BPF President, Philip Watkins, and Director-General, Peter Davis, have received a reply to their 29th January letter on Energy concerns from Edward Davey MP, Secretary of State for Energy and Climate Change.
BPF President, Philip Watkins, welcomed Mr Davey’s recognition in the letter of the potential for UK Shale Gas. He said: “We are glad the Secretary of State has set up the new Office for Unconventional Gas and Oil to drive investment and exploitation”.
But Mr Watkins says he was not reassured by Mr Davey’s letter that the UK plastics industry will have the certainty of future secure, affordable energy supplies to keep and attract investment in the UK, when 20 percent of the country’s power generation will go off line by 2020. “I am worried about complacency here,” Mr Watkins said. “Mr Davey says that the UK gas market is ‘one of the best functioning in the world’, but we still import over half our gas and have only 16 days storage. On 23rd March our gas storage was only 10 percent full. His letter does not show any great urgency in increasing gas storage”.

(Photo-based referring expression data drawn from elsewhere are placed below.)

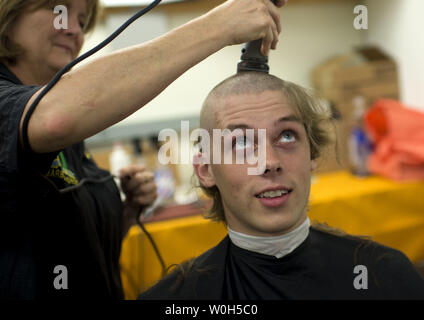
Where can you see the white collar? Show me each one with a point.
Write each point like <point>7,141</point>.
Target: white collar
<point>278,246</point>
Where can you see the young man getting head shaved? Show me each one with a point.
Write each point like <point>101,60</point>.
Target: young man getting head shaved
<point>271,251</point>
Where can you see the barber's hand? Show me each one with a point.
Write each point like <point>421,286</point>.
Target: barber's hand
<point>139,187</point>
<point>248,20</point>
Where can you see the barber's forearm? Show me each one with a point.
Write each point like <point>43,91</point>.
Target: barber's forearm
<point>95,96</point>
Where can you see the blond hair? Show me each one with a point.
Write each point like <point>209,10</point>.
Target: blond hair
<point>11,10</point>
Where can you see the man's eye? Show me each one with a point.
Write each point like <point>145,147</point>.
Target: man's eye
<point>288,136</point>
<point>242,143</point>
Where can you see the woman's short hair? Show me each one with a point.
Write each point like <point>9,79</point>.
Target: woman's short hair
<point>309,108</point>
<point>11,10</point>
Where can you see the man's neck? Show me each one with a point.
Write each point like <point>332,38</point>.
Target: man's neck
<point>278,246</point>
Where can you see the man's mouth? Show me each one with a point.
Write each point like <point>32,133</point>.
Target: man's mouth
<point>273,193</point>
<point>274,198</point>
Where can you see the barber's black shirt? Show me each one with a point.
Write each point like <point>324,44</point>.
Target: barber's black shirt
<point>53,245</point>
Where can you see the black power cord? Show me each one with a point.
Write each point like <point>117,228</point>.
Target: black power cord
<point>69,66</point>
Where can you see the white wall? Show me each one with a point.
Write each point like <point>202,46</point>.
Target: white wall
<point>397,27</point>
<point>312,31</point>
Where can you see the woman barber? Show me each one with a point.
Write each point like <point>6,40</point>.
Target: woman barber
<point>43,228</point>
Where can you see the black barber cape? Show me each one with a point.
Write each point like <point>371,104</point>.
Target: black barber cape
<point>322,267</point>
<point>43,232</point>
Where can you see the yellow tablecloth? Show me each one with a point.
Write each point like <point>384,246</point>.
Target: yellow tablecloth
<point>391,213</point>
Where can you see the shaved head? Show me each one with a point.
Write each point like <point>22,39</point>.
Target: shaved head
<point>306,108</point>
<point>242,83</point>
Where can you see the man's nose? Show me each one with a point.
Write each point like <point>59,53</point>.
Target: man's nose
<point>273,164</point>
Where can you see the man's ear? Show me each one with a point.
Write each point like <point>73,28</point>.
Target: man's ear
<point>203,171</point>
<point>313,165</point>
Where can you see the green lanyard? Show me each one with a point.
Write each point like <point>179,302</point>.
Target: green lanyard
<point>63,160</point>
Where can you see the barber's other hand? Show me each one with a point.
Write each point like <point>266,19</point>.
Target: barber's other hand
<point>247,20</point>
<point>139,187</point>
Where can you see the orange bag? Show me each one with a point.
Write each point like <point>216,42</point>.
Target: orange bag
<point>398,136</point>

Acknowledging the point in the letter about nuclear power, the Secretary of State said the first new nuclear power station, Hinkley Point, would come into operation in late 2019 and welcomed the role of Hitachi in developing more power stations. Mr Watkins commented: “Most people believe Hinkley Point will come into operation only in 2022 and last week it was reported that Hitachi is increasingly reluctant to build 4-6 new UK nuclear reactors unless Government improved its terms.”

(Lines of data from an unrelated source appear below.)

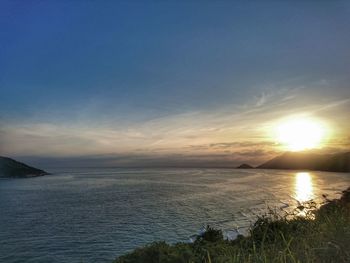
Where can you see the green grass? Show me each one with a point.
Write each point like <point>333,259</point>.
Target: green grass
<point>319,235</point>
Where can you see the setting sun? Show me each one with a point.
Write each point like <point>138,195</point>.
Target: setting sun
<point>300,134</point>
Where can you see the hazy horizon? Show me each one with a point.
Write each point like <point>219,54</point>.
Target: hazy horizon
<point>178,84</point>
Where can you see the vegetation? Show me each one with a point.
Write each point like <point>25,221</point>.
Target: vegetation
<point>307,235</point>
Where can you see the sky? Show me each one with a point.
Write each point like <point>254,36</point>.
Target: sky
<point>178,83</point>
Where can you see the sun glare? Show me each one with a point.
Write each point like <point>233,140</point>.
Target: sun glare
<point>303,187</point>
<point>300,134</point>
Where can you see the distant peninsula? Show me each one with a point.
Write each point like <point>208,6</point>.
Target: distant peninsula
<point>10,168</point>
<point>339,162</point>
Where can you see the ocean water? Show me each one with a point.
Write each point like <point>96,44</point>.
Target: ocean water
<point>94,215</point>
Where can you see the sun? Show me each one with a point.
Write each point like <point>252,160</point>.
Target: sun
<point>298,134</point>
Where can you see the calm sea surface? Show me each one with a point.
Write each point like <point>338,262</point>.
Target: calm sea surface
<point>94,215</point>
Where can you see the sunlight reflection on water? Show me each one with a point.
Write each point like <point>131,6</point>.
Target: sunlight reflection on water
<point>303,187</point>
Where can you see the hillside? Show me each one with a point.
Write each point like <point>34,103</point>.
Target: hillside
<point>10,168</point>
<point>310,161</point>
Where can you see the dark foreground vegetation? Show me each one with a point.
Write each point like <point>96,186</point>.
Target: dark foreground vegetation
<point>307,235</point>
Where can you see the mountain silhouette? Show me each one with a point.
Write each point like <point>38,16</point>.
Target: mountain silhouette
<point>11,168</point>
<point>339,162</point>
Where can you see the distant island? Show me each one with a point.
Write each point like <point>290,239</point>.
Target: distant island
<point>10,168</point>
<point>339,162</point>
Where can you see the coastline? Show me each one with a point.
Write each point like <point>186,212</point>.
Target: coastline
<point>310,234</point>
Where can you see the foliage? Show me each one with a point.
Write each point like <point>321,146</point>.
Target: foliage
<point>307,235</point>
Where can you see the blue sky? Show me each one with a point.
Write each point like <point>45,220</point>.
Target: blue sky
<point>82,78</point>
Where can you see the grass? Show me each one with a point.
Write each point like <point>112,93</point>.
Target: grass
<point>310,234</point>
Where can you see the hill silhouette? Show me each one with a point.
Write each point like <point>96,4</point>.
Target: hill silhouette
<point>10,168</point>
<point>339,162</point>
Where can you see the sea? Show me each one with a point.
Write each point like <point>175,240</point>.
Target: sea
<point>97,214</point>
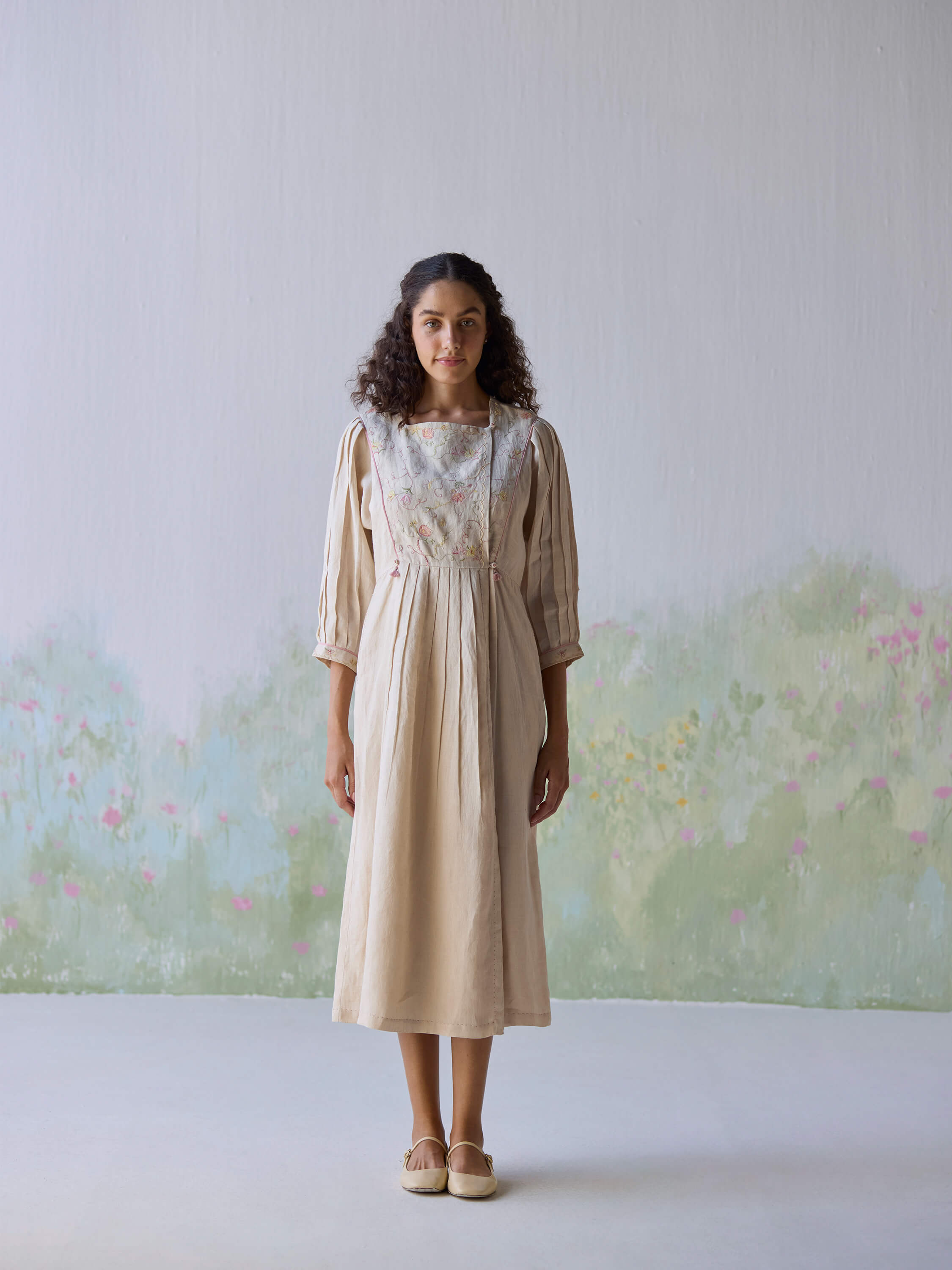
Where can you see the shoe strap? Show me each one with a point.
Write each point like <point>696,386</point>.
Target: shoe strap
<point>485,1155</point>
<point>426,1138</point>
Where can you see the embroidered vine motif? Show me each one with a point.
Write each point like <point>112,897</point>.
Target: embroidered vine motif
<point>447,488</point>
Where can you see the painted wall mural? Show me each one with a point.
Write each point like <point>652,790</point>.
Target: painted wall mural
<point>759,811</point>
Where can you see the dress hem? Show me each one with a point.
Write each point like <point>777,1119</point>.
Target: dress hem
<point>468,1032</point>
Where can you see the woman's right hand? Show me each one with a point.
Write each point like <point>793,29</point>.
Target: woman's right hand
<point>341,764</point>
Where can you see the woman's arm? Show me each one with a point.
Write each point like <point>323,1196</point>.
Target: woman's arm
<point>553,764</point>
<point>341,750</point>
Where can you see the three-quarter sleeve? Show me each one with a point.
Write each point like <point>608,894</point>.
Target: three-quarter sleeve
<point>551,581</point>
<point>349,576</point>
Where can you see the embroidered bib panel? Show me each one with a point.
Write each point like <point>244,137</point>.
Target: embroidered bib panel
<point>447,488</point>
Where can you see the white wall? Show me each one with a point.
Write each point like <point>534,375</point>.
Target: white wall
<point>723,229</point>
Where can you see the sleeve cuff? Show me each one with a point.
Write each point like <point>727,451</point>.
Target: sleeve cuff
<point>567,653</point>
<point>329,653</point>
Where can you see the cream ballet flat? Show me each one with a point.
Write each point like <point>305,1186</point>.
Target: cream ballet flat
<point>470,1185</point>
<point>424,1182</point>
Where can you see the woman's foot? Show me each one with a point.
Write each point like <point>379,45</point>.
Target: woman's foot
<point>468,1160</point>
<point>428,1155</point>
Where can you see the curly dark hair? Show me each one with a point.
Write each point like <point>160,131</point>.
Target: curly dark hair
<point>391,380</point>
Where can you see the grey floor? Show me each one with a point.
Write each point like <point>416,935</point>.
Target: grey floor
<point>249,1132</point>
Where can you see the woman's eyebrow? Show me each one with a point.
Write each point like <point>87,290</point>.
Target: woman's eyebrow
<point>436,313</point>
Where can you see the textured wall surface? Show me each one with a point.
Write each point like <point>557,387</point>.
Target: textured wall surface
<point>758,812</point>
<point>724,233</point>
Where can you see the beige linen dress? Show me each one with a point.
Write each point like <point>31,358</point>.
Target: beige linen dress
<point>450,582</point>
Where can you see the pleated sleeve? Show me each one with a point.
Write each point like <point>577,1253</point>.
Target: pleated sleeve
<point>551,581</point>
<point>348,578</point>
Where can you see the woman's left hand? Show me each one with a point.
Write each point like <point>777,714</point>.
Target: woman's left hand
<point>553,766</point>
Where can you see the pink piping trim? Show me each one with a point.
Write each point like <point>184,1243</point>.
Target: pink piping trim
<point>502,536</point>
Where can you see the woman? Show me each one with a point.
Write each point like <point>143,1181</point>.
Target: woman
<point>450,607</point>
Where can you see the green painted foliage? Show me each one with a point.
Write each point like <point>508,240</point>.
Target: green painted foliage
<point>759,811</point>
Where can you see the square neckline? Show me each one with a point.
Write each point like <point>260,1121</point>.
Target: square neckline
<point>455,423</point>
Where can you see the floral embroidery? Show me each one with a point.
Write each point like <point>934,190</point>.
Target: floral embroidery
<point>447,488</point>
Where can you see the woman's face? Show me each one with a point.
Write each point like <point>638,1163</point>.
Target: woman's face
<point>450,331</point>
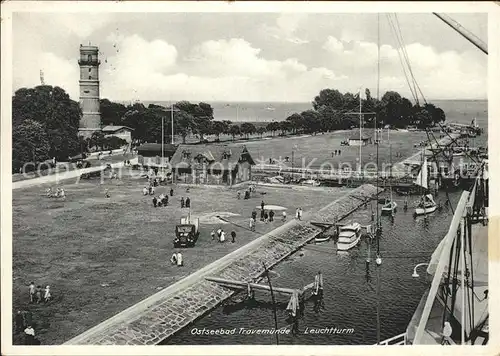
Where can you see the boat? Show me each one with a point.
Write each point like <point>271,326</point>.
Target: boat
<point>389,208</point>
<point>311,182</point>
<point>349,236</point>
<point>427,204</point>
<point>322,238</point>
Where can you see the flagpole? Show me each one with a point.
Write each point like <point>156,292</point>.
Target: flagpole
<point>172,119</point>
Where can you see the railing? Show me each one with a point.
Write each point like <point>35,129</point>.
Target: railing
<point>395,340</point>
<point>329,172</point>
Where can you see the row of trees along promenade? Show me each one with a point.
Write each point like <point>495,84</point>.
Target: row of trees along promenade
<point>45,121</point>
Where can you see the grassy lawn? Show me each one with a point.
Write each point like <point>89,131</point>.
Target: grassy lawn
<point>72,166</point>
<point>312,151</point>
<point>102,255</point>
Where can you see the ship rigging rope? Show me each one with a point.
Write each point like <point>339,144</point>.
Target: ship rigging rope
<point>400,58</point>
<point>405,53</point>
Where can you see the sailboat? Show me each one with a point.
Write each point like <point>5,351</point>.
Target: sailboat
<point>427,204</point>
<point>390,206</point>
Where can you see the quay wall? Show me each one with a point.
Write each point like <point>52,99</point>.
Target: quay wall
<point>169,311</point>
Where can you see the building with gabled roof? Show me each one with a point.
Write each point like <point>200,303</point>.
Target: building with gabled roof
<point>123,132</point>
<point>212,164</point>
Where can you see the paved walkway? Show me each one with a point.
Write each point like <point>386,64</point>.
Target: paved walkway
<point>170,310</point>
<point>57,177</point>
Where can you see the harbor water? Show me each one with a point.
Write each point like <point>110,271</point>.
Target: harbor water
<point>350,290</point>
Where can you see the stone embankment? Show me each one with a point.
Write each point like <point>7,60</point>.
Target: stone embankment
<point>165,313</point>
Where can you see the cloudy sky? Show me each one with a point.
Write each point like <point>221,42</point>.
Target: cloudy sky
<point>248,56</point>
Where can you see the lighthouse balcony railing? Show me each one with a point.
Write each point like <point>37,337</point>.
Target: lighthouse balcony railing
<point>86,62</point>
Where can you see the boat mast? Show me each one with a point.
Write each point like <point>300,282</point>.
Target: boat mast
<point>462,31</point>
<point>360,131</point>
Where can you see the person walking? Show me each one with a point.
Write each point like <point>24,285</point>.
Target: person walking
<point>38,294</point>
<point>179,259</point>
<point>32,291</point>
<point>19,321</point>
<point>29,334</point>
<point>47,296</point>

Regarding energy from waste, the BPF says Mr Davey’s letter does show the funds available for developing technologies such as Energy from Waste but he does not commit to provide, as the association requested, leadership on EfW’s benefits.

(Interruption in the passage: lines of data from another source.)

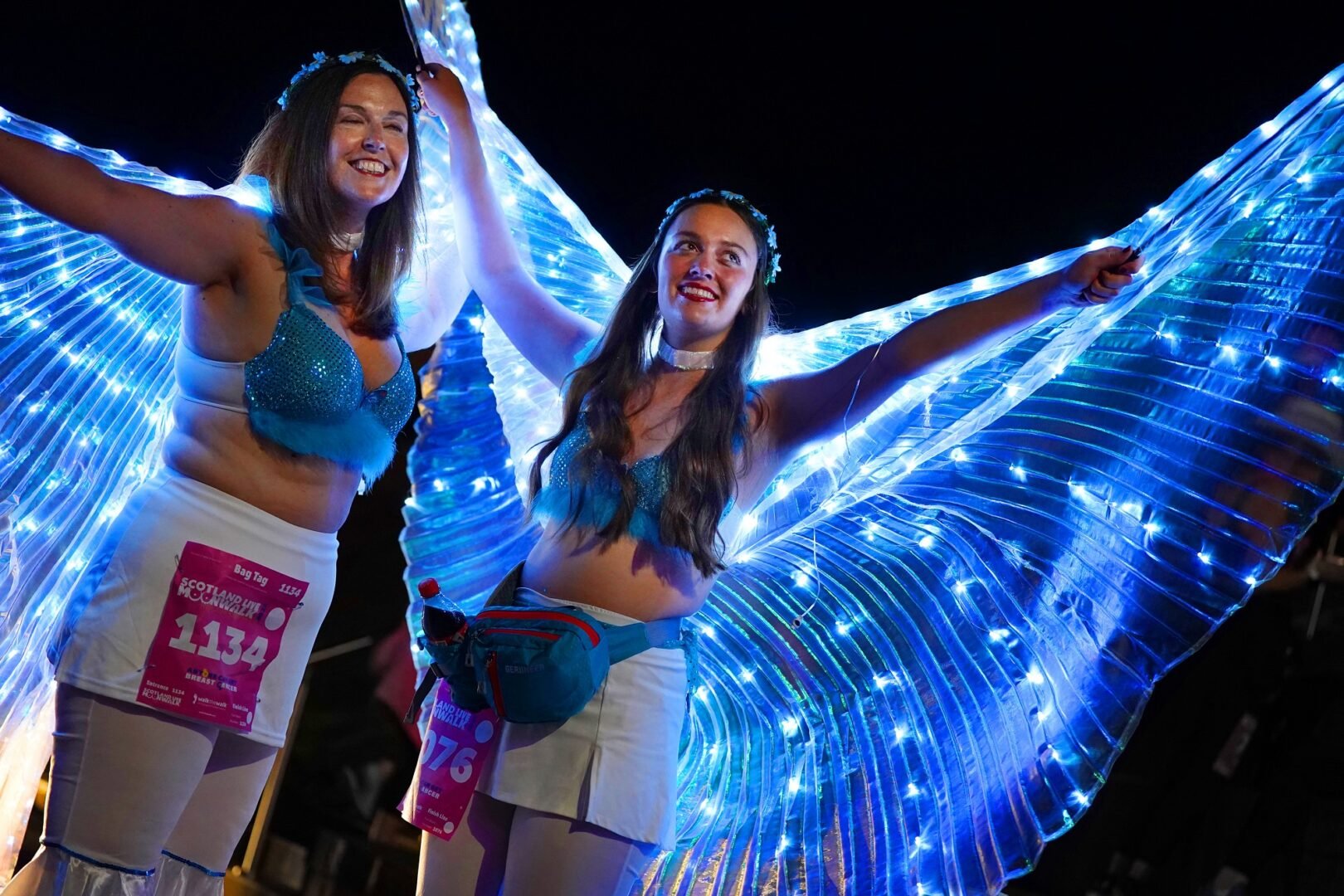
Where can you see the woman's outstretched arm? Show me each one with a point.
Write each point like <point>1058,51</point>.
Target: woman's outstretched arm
<point>548,334</point>
<point>191,240</point>
<point>817,406</point>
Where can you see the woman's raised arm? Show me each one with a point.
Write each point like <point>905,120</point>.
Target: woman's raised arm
<point>548,334</point>
<point>191,240</point>
<point>816,406</point>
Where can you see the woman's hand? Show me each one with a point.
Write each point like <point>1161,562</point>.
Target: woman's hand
<point>440,89</point>
<point>1097,277</point>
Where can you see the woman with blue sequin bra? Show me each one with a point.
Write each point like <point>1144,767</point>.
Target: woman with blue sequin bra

Peter Davis, Director-General of the BPF, said: “EfW could provide 11 percent of our UK energy needs from diverting unrecyclable waste from landfill. It’s surprising they don’t attach much more urgency and leadership to developing more capacity.”
Mr Davis continued: “With the risk of black-outs on the horizon the Secretary of State should be asking every month how much new power generation has been created? And how much has been closed down?”